Hilary Roberts, who founded HR Consultancy in 1995, has moved from being managing director of the business to chief executive and has hired former SafeDeposits Scotland chief executive Jen Paice to fill her old role.

“The plan is that Jen will run the business and I will spend a lot more time looking at our strategic growth plans,” Ms Roberts said.

“I’ve been looking a lot at where the future of recruitment is going and it is expected that 50 per cent of recruiters won’t exist anymore.

“I need to spend time looking outwards but I’ve been spending all my time looking inwards.

“Jen will take a lot of that on and I will look at how we can be strategically positioned to deliver the best possible experience for candidates and clients.”

Ms Roberts said that she had chosen Ms Paice, who is spearheading the firm’s move into Edinburgh, because she is “very focused, driven, analytical and measured”.

In terms of Edinburgh, Ms Roberts said the firm, which had an office in the capital between 2004 and 2012, had decided to move back into the city after seeing a renewed demand for its services there.

“After 2008 it was hard yards in Edinburgh as all our business had been in the financial services sector,” Ms Roberts said.

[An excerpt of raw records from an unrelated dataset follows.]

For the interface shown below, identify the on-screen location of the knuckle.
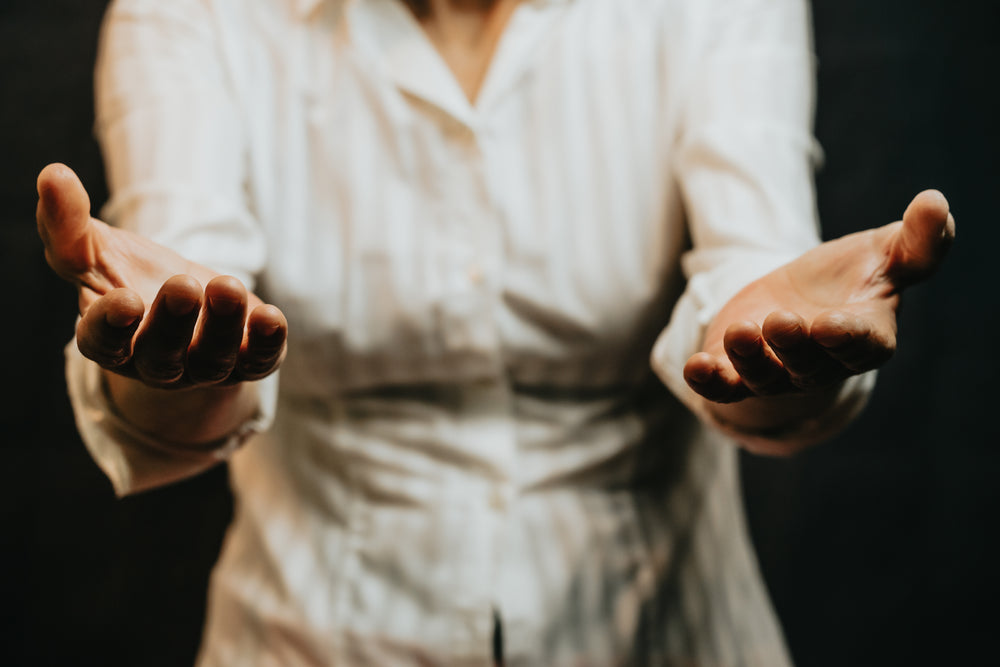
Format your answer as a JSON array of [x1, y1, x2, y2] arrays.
[[237, 349, 283, 379], [133, 351, 187, 387], [189, 369, 233, 385], [237, 359, 276, 380], [79, 341, 131, 369], [188, 354, 238, 384], [137, 368, 184, 389], [78, 332, 132, 369]]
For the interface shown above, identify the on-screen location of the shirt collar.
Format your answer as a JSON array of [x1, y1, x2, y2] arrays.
[[292, 0, 327, 20], [292, 0, 572, 21]]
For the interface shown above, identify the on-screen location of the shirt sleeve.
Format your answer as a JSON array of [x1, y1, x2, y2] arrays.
[[650, 0, 875, 449], [67, 0, 275, 496], [67, 340, 278, 497]]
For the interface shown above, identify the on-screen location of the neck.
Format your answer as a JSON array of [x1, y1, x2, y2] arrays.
[[402, 0, 520, 104], [404, 0, 502, 20]]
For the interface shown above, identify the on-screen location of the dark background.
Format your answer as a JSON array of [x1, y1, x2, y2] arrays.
[[1, 1, 996, 665]]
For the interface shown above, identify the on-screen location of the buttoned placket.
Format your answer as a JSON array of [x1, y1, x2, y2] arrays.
[[339, 0, 551, 660]]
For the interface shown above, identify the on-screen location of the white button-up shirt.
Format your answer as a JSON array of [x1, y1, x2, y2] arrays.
[[68, 0, 873, 664]]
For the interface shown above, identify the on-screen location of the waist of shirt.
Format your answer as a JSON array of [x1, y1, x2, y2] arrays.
[[256, 374, 697, 507]]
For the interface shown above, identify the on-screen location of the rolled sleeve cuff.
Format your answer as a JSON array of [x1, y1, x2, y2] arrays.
[[65, 339, 277, 497]]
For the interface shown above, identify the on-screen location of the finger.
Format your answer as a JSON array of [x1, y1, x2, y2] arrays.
[[186, 276, 248, 385], [762, 311, 845, 389], [684, 352, 752, 404], [887, 189, 956, 285], [723, 321, 795, 396], [235, 304, 287, 381], [811, 310, 896, 373], [36, 163, 94, 280], [76, 288, 144, 370], [132, 275, 203, 387]]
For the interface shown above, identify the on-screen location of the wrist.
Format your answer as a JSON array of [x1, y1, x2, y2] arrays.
[[703, 383, 844, 456], [103, 371, 259, 448]]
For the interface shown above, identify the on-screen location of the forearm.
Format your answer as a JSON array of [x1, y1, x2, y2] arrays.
[[65, 340, 277, 496]]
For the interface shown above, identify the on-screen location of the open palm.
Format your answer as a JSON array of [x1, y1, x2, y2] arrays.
[[684, 190, 955, 404], [37, 163, 287, 389]]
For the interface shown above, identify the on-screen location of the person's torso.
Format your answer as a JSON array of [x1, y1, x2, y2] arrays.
[[196, 1, 790, 664]]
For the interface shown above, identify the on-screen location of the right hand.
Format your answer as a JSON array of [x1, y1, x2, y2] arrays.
[[37, 163, 287, 389]]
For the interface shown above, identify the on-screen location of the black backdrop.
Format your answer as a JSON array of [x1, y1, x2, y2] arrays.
[[1, 1, 997, 665]]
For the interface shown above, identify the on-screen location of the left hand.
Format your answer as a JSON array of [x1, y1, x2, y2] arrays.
[[684, 189, 955, 404]]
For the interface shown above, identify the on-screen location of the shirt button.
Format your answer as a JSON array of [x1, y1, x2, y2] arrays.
[[489, 486, 507, 512], [467, 264, 484, 285]]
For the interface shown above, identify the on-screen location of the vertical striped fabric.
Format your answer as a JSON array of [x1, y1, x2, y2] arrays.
[[67, 0, 860, 664]]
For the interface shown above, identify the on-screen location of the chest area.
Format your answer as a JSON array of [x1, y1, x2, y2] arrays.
[[227, 1, 690, 388]]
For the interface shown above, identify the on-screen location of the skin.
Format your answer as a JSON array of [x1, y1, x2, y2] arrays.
[[405, 0, 522, 103], [36, 0, 955, 453], [37, 163, 287, 446], [684, 189, 954, 454], [37, 163, 954, 454]]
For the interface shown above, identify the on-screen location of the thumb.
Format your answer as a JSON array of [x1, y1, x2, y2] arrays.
[[887, 189, 956, 286], [36, 162, 95, 281]]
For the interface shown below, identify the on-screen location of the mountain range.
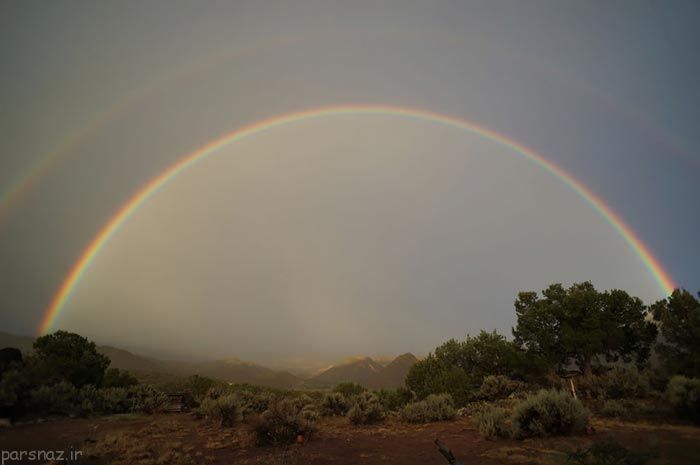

“We are looking this time round to build in professional services, financial services and IT.”

Ms Paice will initially be spending a large portion of her time getting the office up and running with the support of client engagement manager Stuart Stenhouse and legal search specialist Paul Steven. That said, Ms Roberts said the long-term aim is to appoint someone to lead the base on a full-time basis.

The office, which opened last week, is currently staffed by six recruiters, all of whom have transferred from HR Consultancy’s Glasgow headquarters.

“We’ve been focusing on the Edinburgh market for the last 18 to 24 months and had a small team in Glasgow who had been targeting the Edinburgh space,” Ms Roberts said.

“We’ve now gone back in and it’s been quite a soft landing for us.

“The starting point for this is that we are in a really great place this year. Despite the concerns around Brexit we are having a very positive year - we’re at about 140 per cent of our budget year to date.

“I wasn’t expecting that but we’ve been in a really good place to take advantage of that.”

Part of the driver of the growth is HR Consultancy’s move into the technology sector, which it did not previously recruit into.

“The world is changing at a pace and technology is driving everything,” Ms Roberts said.

“We’re constantly being asked if we have someone who can help with it. We started out with digital marketing and it has grown arms and legs.”

HR Consultancy itself is benefiting from the increased use of technology in the recruitment space and one of 15 people the firm hired in the past year is focused specifically on online marketing.

“With the development of social media, recruitment is changing and it’s all about the candidate experience so we’ve got to position ourselves in a different way,” Ms Roberts said.

“Around 91 per cent of candidates are passive candidates who are not looking for a job. We have to work really hard to get to them in the first place and then to build candidate loyalty.

“We’ve now got a very strong social media presence in a way that 18 months ago we weren’t even at the races.”